Strangehold: Sorry my post was a bit miss leading. I was saying that I just finished a 98/DOS set up P233 system. But now I wanna build this Dual P3 set up... I picked up 2 1.4 ghz tualatin's for $16 shipped. Will be running windows xp sp3. Anyway, strangehold, i'll probably be playing games like HL2/CS:S/1.6/KF and so on. Do you think that the 9500GT would be a good buy for this rig? Or 8400gs/5450.
 
I do not know how you are going to get decent frames per second. Even using dual Pentium 3 processors you are going to be very limited on the video card you can use.

I do not think it worth putting money into.
 
Which card would give me the least bottle neck. Remember these are PIII-S Tualatin's @ 1.4 ghz. 2 of them. They were faster than the 423 P4's clock for clock. I could easily play SC2 on a set up like this, as well as any source engine game (maybe not l4d) but tf2/cs:s etc... If I can pick up a video card for $50 this project would only cost me $100. But before I go throw down $50 on a card I wanna make sure I can use it 85%+.
 
Why don't you set your system up with the FX5500 and see how it runs first? I would do that simply to avoid nasty surprises that sometimes come with older hardware, but even more importantly, you should be able to try some of the games you're planning to play and see how they play and how the CPU usage goes when you're playing (you should be able to get semi-playable frame rates on source games with all details set to minimum).

Your CPUs is most likely going to be the bottleneck, but remember that the GPU usage depends a lot on the resolution and video settings. If you're happy playing with minimum details, the 8400GS will do the job just fine but if you're looking to pretty it up a little, the 9500GT might be more appropriate. I don't know how well source games run on either GPU, though, or how CPU intensive they are, but I doubt the 9500GT would net a significant performance increase.
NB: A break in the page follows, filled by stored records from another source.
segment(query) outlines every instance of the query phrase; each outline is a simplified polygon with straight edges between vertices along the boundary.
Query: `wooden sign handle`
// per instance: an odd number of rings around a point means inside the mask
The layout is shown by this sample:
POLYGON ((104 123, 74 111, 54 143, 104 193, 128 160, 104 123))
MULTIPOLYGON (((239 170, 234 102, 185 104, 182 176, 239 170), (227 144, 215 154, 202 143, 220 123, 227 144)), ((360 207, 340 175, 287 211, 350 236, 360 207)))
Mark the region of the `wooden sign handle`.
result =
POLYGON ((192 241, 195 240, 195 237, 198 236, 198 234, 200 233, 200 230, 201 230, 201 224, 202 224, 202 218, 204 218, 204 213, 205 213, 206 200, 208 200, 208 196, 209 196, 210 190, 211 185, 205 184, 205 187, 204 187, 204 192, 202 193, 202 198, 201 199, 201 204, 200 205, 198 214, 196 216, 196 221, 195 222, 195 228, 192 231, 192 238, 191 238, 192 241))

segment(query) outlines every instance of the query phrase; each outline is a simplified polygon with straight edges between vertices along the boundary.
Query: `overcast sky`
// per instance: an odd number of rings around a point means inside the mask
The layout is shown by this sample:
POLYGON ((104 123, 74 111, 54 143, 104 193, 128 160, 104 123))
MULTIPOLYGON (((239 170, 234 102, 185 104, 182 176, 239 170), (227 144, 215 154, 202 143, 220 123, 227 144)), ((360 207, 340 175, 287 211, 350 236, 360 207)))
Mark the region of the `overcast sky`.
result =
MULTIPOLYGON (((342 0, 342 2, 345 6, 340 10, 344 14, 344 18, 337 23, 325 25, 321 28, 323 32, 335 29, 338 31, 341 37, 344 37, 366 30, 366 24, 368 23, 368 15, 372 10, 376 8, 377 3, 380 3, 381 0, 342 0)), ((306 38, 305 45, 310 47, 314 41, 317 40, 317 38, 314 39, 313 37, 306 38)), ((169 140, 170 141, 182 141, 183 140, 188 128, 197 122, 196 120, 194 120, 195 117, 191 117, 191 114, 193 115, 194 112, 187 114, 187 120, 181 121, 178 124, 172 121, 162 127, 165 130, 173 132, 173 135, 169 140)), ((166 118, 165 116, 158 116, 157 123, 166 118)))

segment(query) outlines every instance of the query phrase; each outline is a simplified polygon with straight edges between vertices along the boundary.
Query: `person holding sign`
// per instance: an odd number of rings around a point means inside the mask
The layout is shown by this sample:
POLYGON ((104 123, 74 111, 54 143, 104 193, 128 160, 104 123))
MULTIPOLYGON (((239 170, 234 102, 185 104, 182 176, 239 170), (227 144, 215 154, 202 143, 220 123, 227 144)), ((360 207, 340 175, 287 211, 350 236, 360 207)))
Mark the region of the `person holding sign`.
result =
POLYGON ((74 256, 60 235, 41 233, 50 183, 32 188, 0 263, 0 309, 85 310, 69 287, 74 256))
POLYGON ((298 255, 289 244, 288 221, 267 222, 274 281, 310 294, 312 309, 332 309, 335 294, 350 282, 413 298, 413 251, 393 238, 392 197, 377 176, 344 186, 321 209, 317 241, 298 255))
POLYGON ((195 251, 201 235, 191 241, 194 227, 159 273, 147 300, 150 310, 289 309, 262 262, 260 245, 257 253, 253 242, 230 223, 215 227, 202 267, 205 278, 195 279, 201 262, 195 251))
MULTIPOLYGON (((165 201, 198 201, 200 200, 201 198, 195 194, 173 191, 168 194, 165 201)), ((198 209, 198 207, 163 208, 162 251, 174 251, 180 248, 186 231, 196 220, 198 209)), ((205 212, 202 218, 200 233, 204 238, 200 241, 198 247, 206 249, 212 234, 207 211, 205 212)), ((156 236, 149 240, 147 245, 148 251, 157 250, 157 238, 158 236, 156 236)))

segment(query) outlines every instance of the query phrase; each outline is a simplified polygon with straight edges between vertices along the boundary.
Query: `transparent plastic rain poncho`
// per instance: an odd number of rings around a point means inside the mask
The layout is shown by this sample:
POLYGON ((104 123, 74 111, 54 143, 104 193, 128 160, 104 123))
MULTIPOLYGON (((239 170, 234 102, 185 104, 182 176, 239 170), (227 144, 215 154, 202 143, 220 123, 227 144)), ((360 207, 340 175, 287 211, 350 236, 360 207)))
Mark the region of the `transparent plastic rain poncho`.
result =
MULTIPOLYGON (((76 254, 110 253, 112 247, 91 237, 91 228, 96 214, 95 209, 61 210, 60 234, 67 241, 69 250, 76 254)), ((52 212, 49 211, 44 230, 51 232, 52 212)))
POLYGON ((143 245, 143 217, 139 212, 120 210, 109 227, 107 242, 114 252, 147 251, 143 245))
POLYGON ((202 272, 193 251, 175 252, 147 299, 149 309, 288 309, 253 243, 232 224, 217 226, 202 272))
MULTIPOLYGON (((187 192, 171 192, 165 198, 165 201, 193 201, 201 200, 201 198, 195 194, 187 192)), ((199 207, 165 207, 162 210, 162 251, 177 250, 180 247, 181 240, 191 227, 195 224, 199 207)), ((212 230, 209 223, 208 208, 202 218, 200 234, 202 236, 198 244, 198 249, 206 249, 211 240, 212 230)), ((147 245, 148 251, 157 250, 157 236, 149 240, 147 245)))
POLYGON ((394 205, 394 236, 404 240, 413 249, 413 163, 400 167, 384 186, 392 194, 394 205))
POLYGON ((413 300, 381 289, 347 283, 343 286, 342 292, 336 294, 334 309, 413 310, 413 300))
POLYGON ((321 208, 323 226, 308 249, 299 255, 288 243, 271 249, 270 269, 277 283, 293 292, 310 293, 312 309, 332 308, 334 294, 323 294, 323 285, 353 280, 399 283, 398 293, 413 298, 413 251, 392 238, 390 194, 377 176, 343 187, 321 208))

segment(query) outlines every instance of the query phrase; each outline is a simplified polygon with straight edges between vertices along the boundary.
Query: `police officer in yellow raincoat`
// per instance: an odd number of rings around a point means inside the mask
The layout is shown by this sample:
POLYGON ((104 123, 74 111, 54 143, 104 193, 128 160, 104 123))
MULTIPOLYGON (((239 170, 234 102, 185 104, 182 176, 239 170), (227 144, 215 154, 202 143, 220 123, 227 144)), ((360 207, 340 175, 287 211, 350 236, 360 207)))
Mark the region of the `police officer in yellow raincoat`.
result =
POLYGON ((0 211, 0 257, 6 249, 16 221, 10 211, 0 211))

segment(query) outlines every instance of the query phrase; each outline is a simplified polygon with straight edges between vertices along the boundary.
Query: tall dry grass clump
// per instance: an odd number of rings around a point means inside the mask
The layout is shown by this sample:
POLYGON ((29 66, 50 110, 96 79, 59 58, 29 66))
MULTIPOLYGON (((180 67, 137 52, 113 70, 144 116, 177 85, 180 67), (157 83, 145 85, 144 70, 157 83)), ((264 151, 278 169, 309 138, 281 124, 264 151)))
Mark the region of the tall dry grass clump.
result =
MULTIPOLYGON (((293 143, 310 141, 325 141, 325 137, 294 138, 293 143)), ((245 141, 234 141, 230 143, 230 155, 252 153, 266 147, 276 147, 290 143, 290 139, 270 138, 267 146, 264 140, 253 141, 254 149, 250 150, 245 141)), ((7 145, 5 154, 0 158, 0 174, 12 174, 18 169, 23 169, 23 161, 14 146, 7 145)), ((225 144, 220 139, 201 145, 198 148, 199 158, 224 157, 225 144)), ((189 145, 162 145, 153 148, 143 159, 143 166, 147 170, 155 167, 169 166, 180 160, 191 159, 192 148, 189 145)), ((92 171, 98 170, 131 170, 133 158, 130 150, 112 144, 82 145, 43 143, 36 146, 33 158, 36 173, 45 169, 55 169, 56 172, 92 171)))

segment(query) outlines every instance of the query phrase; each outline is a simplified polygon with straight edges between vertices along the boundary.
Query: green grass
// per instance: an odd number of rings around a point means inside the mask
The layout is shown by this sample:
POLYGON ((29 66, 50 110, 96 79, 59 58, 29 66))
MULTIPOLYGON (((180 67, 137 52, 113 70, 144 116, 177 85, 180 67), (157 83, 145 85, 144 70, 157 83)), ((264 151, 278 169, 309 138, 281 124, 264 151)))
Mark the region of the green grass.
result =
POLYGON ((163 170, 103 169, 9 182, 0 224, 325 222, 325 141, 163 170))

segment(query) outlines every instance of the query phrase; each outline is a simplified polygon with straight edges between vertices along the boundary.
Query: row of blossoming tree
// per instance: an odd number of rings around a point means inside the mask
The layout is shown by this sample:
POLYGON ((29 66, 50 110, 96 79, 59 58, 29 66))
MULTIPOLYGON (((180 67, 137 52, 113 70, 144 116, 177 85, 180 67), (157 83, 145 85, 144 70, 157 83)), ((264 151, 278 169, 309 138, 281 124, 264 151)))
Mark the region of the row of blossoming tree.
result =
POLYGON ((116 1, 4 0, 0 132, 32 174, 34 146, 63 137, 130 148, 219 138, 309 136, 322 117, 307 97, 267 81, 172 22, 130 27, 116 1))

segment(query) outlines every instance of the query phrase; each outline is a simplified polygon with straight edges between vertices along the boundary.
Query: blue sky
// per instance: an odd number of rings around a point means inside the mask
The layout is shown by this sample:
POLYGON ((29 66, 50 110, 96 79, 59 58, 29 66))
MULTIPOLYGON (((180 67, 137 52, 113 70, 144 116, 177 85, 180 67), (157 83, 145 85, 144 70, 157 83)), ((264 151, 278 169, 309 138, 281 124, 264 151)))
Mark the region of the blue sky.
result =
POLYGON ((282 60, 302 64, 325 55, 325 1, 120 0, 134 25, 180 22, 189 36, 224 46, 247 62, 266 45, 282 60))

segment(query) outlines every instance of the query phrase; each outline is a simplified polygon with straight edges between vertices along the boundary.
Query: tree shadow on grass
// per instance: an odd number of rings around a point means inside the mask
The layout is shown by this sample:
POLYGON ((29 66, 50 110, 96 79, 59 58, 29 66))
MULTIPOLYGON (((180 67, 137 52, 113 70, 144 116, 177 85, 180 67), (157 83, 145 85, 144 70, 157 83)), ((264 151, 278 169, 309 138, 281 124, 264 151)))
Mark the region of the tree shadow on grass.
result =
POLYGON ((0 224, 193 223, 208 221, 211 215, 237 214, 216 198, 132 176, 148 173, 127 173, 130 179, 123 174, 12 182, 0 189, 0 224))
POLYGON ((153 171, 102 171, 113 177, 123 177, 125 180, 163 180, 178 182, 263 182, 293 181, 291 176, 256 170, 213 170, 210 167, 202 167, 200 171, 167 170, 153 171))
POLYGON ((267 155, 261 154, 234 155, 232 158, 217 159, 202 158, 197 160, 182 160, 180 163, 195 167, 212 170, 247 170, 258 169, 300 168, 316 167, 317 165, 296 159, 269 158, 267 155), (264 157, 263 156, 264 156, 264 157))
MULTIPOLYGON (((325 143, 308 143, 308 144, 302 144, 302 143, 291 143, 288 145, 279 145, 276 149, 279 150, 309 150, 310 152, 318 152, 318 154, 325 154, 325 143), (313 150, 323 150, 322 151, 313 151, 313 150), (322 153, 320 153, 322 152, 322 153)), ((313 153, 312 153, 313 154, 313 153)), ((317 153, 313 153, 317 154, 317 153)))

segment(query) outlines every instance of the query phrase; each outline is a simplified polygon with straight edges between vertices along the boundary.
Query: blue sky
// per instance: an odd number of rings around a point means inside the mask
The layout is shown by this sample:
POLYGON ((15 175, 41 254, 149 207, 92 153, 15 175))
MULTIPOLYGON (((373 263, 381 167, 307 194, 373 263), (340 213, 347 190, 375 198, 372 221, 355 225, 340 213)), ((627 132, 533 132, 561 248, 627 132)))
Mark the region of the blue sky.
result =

Having said that, if the price difference is small, I would get the 9500GT just to be sure that it won't be the GPU bottlenecking, but if you'd end up paying a lot more for the 9500GT it wouldn't really be worth it on such an old machine.
 
Looks like one. Doesnt look like it will fit a standard ATX case, the memory slots would be half way under where the front CD/DVD cage is. Measure it, think WTX was around 14X16.75.
 
yeah it won't fit in an ATX case. Closest I could get it to fit is in a Dell Dimension 8250. wont close 100% until i cut into the dvd/cd drive bay.